Lula sanciona lei que cria crédito do trabalhador e inclui motoristas de aplicativos

Lula sanciona lei que cria crédito do trabalhador e inclui motoristas de aplicativos
Programa do consignado CLT já movimentou R$ 21 bilhões e beneficiou mais de 3,1 milhões de trabalhadores/Rovena Rosa/Agência Brasil
Publicado em 26/07/2025 às 11:00

Da redação de LexLegal

O presidente Luiz Inácio Lula da Silva sancionou a lei que cria o Crédito do Trabalhador, voltado a empregados da iniciativa privada com carteira assinada (CLT). A nova legislação também inclui motoristas e entregadores de aplicativos, após emenda aprovada pelo Congresso Nacional durante a tramitação do projeto. A norma foi publicada no Diário Oficial da União, segundo informou o Palácio do Planalto.

Leia também: Ex-diretor da PRF nega blitzes ilegais para barrar eleitores no Nordeste

O consignado CLT havia sido instituído por Medida Provisória (MP) em março, mas precisava da aprovação definitiva do Legislativo para não perder a validade. Desde então, segundo dados do governo federal, o programa já movimentou R$ 21 bilhões em empréstimos, com 4.075.565 contratos que beneficiaram mais de 3,1 milhões de trabalhadores. A média de crédito por trabalhador é de R$ 6.781,69, com prazo médio de 19 meses para pagamento.

O Ministério do Trabalho e Emprego (MTE) informou que 60% dos empréstimos estão concentrados em trabalhadores que recebem até quatro salários mínimos, público que, segundo a pasta, tradicionalmente não tinha acesso a linhas de crédito mais vantajosas. Atualmente, a taxa média de juros do consignado CLT é de 3,56% ao mês.

Para beneficiários do Instituto Nacional do Seguro Social (INSS), o teto é ainda menor: 1,80% ao mês. Já o empréstimo pessoal não consignado apresenta taxas médias entre 6,50% e 8,77% ao mês, com média geral de 8,1%, muito acima dos percentuais aplicados ao consignado.
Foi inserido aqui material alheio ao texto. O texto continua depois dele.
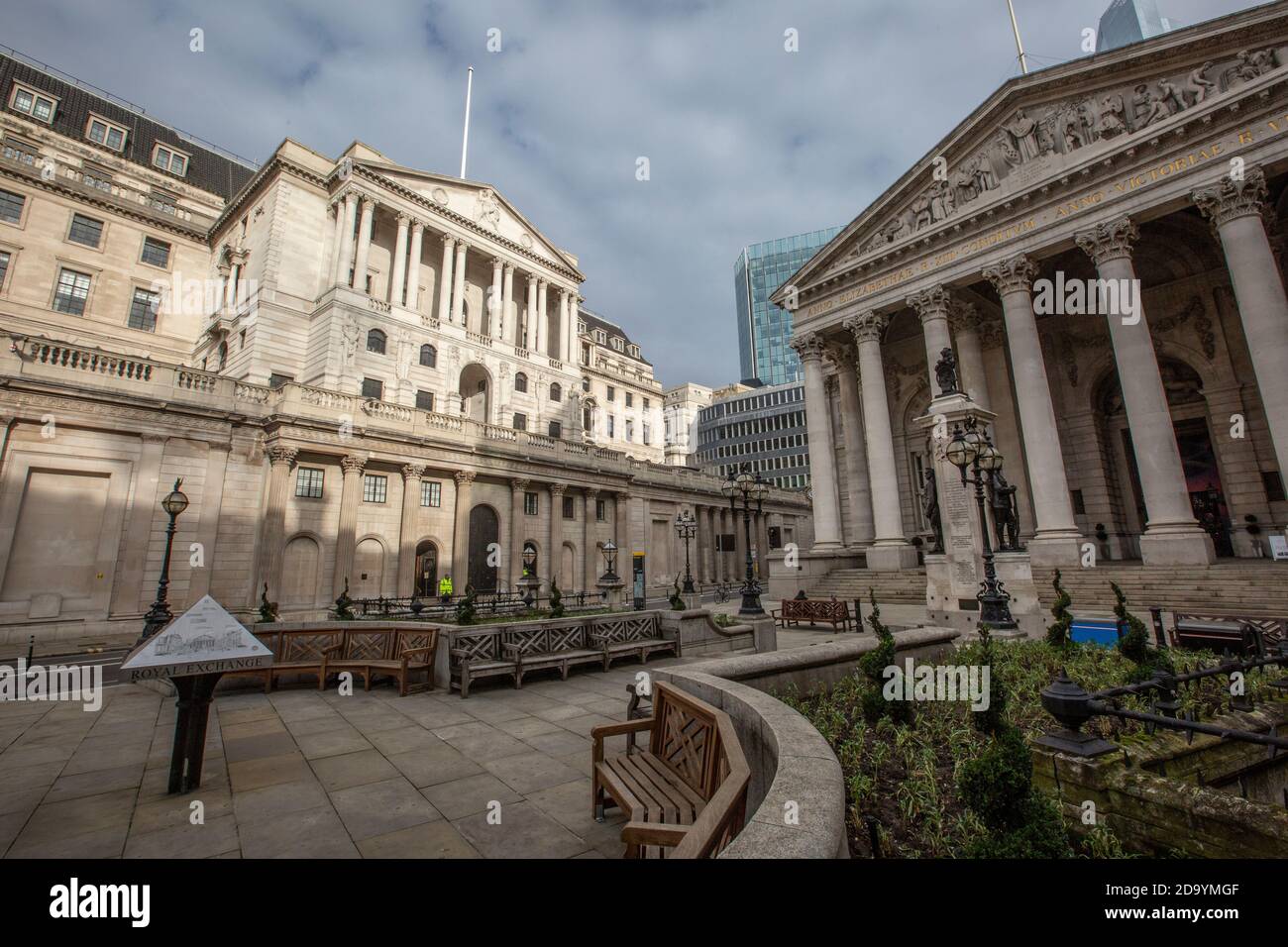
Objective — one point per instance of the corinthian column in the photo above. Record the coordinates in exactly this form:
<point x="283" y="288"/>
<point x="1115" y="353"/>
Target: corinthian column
<point x="346" y="535"/>
<point x="1234" y="208"/>
<point x="1056" y="539"/>
<point x="407" y="530"/>
<point x="931" y="307"/>
<point x="858" y="486"/>
<point x="827" y="514"/>
<point x="1172" y="536"/>
<point x="890" y="549"/>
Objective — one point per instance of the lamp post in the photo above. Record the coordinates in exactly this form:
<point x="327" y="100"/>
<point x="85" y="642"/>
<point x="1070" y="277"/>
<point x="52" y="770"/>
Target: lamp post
<point x="969" y="449"/>
<point x="687" y="527"/>
<point x="159" y="616"/>
<point x="751" y="489"/>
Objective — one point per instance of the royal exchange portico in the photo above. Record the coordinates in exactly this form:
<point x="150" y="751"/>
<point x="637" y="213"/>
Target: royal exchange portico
<point x="1162" y="162"/>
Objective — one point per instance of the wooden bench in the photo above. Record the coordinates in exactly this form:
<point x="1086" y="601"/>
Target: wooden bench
<point x="318" y="652"/>
<point x="686" y="796"/>
<point x="812" y="612"/>
<point x="382" y="652"/>
<point x="630" y="634"/>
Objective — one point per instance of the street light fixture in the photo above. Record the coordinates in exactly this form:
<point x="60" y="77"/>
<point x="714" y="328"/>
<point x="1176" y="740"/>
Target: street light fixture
<point x="159" y="616"/>
<point x="969" y="449"/>
<point x="687" y="527"/>
<point x="751" y="489"/>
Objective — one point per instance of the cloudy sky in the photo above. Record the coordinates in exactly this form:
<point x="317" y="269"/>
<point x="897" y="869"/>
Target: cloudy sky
<point x="745" y="140"/>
A lei sancionada estabelece que o MTE será responsável por fiscalizar se os empregadores cumprem corretamente os procedimentos de desconto em folha e repasse dos valores às instituições financeiras. Se forem detectados descontos indevidos ou a ausência de repasse, o empregador poderá ser penalizado com multa administrativa.

Foi criado ainda o Comitê Gestor das Operações de Crédito Consignado, que definirá parâmetros, condições e termos dos contratos. O grupo será composto por representantes da Casa Civil, do MTE (que coordenará os trabalhos) e do Ministério da Fazenda.

Motoristas de aplicativo

Para os motoristas de transporte por aplicativos, a concessão do crédito dependerá de convênios firmados entre as plataformas e as instituições financeiras. Nesses casos, os valores recebidos pelos trabalhadores nos aplicativos servirão como garantia das operações.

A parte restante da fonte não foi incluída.